Of course, they also said that urinary levels of GAG were an approvable biomarker and that’s how the enzyme replacement therapy was approved, and that appears not to be true. The enzyme (Elaprase, from Shire) showed effects in the amount the treated patients could walk and the trials looked at lung function as well. In the end, you’re going to want to see functional improvements in these patients anyway, but everyone’s looking for an earlier read. The selloff in Sangamo’s shares continues as of this writing, and other gene-editing stocks are dropping as well (and since these are all companies using different gene-editing technologies, that seems a bit like panic if you ask me). But this can’t have been the way that Sangamo wanted this to go. When that next cohort reports, maybe we’ll have a better idea of what’s going on – either that, or the shouting will get even louder. . .

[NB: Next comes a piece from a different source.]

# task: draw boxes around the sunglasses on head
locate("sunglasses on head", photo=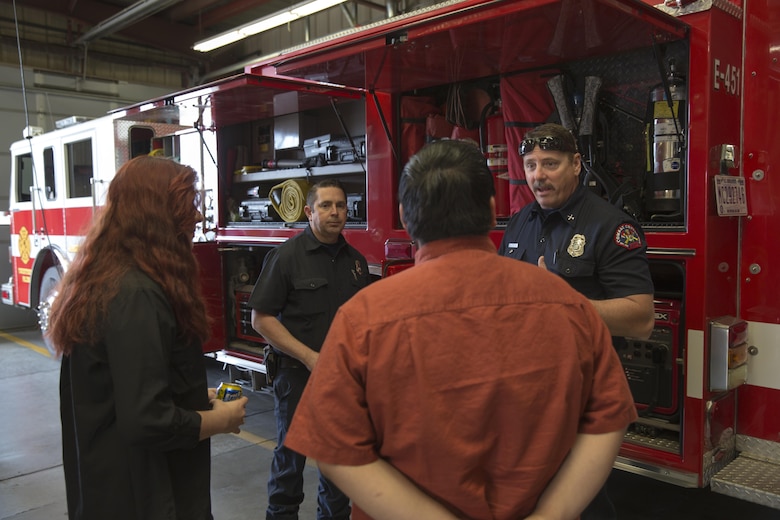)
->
[517,136,577,157]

9 comments on “Sangamo’s Gene Therapy Results”

  1. subramanian karur says:

    did they show whether the editing took place?

    1. Derek Lowe says:

      Figure you’d need a liver biopsy for that, plus quite a bit of single-cell sequencing, since it’s unclear (to me, and maybe to them) how many cells were actually affected. . .

  2. Toby says:

    I read that they failed to detect IDS in *trough* samples, so pre-dose, with weekly dosing. I.e. the timepoint where you might expect levels to be lowest. Any insight into why they didn’t look for it at a more PK-optimal timepoint?

    1. Toby says:

      Duh, it was at the trough of the ongoing weekly ERT dosing, not the trough of the gene therapy. Makes perfect sense.

  3. Skeptic says:

    “They’re using an alternate technique for gene silencing”
    Nope: “gene editing”. Or really, since their technique doesn’t control all of the editing process, “targeted DNA cutting”.

  4. Scott says:

    “The selloff in Sangamo’s shares continues as of this writing, and other gene-editing stocks are dropping as well (and since these are all companies using different gene-editing technologies, that seems a bit like panic if you ask me).”

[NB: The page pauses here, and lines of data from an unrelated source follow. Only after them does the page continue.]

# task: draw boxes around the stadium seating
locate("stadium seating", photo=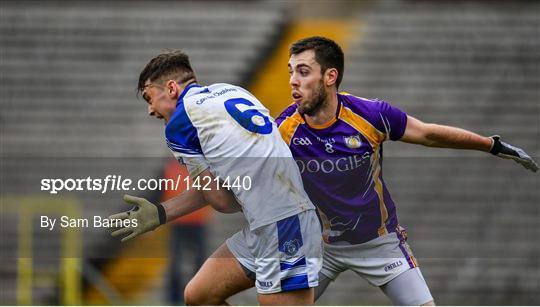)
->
[0,0,540,305]
[0,1,284,304]
[331,1,540,305]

    Please repeat after the Business Major: “The stock market is not a rational actor.”

  5. Barry says:

    Seems like whether one uses Zn-finger nucleases, or TALENs or CRISPR, all these cut techniques converge on homologous recombination to make the splice. And homologous recombination is not error-free.
    Liu’s base-editing seems to be the first gene editing technique that doesn’t rely on this weak link.

  6. johnnyboy says:

    Sangamo have been at this approach for close to 20 years now. They have proven themselves masters of the press release hyping highly promising early results, but not so much at making actual working drugs.

  7. Claus says:

    Maybe liver is not optimal organ for producing a lysosomal enzyme. When a lysosomal enzyme is injected iv most of it will end up in liver due to glycan receptors, so maybe the produced enzyme never gets out of the liver.